I don't know what's more romantic, that the setting is in Paris, or the fact that Julien falls in love with the girl from the painting his mother's museum has finally secured. This painting isn't just any painting, and the girl isn't just any girl. The painting is the highly sought after The Girl in the Garden painted by Renoir, who was friends with Monet and also an admirer of the girl. The painting  disappeared after it was exhibited in 1885, and mystery surrounding it's disappearance and resurfacing was well told in this story. Julien this is huge. Not only does he need to make sure this painting stays protected, he has to keep the girl within the painting protected as well, and that won't be easy. I love how the painting and Julien's ability played such a large part of the story's suspense and magically elements. 

I LOVED the part of the story that gave me the history behind the painting, and discovering just who the girl, Clio is. Not only is her story intriguing, but it's filled with magic, romance, and some danger. Being a huge history fan, I loved the way that Daisy wove history into this story. She also created this beautiful bridge between reality and the possibility of the impossible. That comes in the form of Julien and his special abilities, and how the paintings come to life. The love story between Julien and Clio is just as beautiful as the painting she is from. The whole concept of muses, artists's abilities to protect their work, and being able to go inside a painting, and have it come to life were fascinating, and extraordinary to read about.

I got so wrapped up in Starry Nights, and I loved every moment I spent reading it. Every little detail about this story was explained.

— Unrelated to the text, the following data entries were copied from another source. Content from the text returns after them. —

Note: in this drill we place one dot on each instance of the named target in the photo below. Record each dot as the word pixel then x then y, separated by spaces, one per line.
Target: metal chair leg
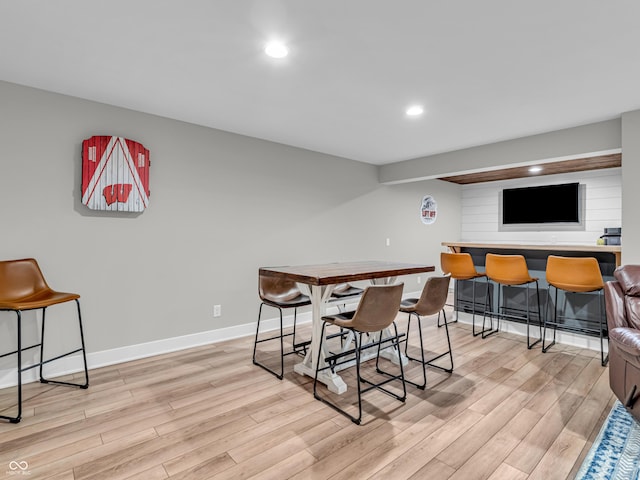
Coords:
pixel 82 350
pixel 529 344
pixel 18 353
pixel 545 346
pixel 279 375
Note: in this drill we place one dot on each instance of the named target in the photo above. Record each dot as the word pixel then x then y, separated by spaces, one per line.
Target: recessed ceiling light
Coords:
pixel 276 50
pixel 415 110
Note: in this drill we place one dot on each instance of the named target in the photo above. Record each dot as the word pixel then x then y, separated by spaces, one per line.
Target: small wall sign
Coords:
pixel 428 210
pixel 115 174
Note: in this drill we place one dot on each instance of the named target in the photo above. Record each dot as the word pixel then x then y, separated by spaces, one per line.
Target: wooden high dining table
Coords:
pixel 318 281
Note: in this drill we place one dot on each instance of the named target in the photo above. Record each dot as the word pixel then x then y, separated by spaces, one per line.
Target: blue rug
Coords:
pixel 615 453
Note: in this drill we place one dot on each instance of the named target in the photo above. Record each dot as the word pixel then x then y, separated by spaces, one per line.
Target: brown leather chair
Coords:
pixel 575 276
pixel 512 271
pixel 23 288
pixel 622 299
pixel 431 302
pixel 460 266
pixel 376 311
pixel 281 294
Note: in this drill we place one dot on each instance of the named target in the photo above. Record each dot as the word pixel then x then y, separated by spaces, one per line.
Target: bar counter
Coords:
pixel 554 249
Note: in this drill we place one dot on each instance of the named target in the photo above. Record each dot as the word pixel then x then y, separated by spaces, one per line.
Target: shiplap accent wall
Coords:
pixel 603 208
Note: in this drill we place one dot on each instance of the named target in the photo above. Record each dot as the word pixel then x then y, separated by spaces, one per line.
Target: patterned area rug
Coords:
pixel 615 454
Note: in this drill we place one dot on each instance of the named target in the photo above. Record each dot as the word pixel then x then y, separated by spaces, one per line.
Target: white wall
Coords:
pixel 603 208
pixel 221 206
pixel 630 188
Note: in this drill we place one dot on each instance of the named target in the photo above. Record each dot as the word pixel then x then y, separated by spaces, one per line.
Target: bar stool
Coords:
pixel 376 312
pixel 23 288
pixel 510 271
pixel 281 294
pixel 460 267
pixel 574 275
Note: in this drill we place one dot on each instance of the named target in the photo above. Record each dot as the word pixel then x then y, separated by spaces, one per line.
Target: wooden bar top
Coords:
pixel 616 250
pixel 333 273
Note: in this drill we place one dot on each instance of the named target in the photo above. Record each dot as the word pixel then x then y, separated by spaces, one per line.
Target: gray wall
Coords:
pixel 630 190
pixel 221 205
pixel 620 134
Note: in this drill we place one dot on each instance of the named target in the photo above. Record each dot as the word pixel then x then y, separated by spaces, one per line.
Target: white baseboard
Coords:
pixel 73 364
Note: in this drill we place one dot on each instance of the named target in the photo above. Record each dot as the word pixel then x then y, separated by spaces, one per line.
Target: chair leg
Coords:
pixel 257 340
pixel 326 401
pixel 422 385
pixel 490 331
pixel 448 352
pixel 429 361
pixel 332 362
pixel 546 347
pixel 82 349
pixel 529 344
pixel 18 353
pixel 455 307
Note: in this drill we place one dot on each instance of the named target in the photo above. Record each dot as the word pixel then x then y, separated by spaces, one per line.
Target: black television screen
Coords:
pixel 545 204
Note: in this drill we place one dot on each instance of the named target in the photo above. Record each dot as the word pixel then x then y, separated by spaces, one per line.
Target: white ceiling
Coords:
pixel 485 70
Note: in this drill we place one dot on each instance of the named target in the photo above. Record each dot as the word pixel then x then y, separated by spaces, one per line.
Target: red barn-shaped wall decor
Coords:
pixel 115 174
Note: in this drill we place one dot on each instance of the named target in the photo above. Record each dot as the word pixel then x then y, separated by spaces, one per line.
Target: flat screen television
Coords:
pixel 547 204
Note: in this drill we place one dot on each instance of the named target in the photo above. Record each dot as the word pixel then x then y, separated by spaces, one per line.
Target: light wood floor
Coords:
pixel 505 413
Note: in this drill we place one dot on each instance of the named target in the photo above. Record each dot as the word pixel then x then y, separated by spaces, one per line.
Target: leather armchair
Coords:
pixel 622 298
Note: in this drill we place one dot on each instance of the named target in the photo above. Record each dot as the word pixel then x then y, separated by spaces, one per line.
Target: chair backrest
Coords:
pixel 574 274
pixel 434 295
pixel 459 265
pixel 20 279
pixel 378 307
pixel 277 290
pixel 507 269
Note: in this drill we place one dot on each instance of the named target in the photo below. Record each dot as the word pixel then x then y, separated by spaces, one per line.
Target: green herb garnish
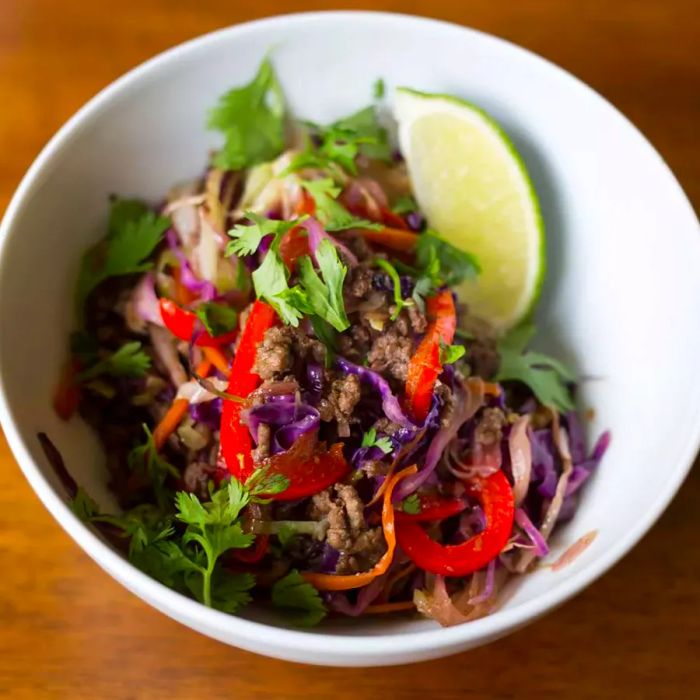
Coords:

Normally I love reading about and watching the love interest's relationship grow, but my favorite part of this story deals with the paintings and their ability to come to life. Okay, well that and the time Julien and Clio spend inside a certain painting. Paris was the perfect setting for this book. I loved that unlike many YA books, this one that took place inside a museum, in France. I loved feeling like I was getting small glimpses into the city of romance, both from the past and present day. 

Starry Nights is about love, art, and the reality of the impossible. It's also a little more than that, and I enjoyed everything about it. From the characters, the romantic settings both in reality and in the paintings, to the story's that were hidden with each painting, everything about this book is brilliant. I love that it's also a story that is unlike any of the ones I've recently read. I know, I've said I love it more than a few times now, and I'm being a little vague on the details of what I loved about the book. There are so many little things that uncover bigger things in this story, and I don't want to spoil anything for readers. 

Starry Nights is the perfect blend of romance, suspense, intelligence, and beauty. I'd highly recommend picking up this clean cut, masterfully told story.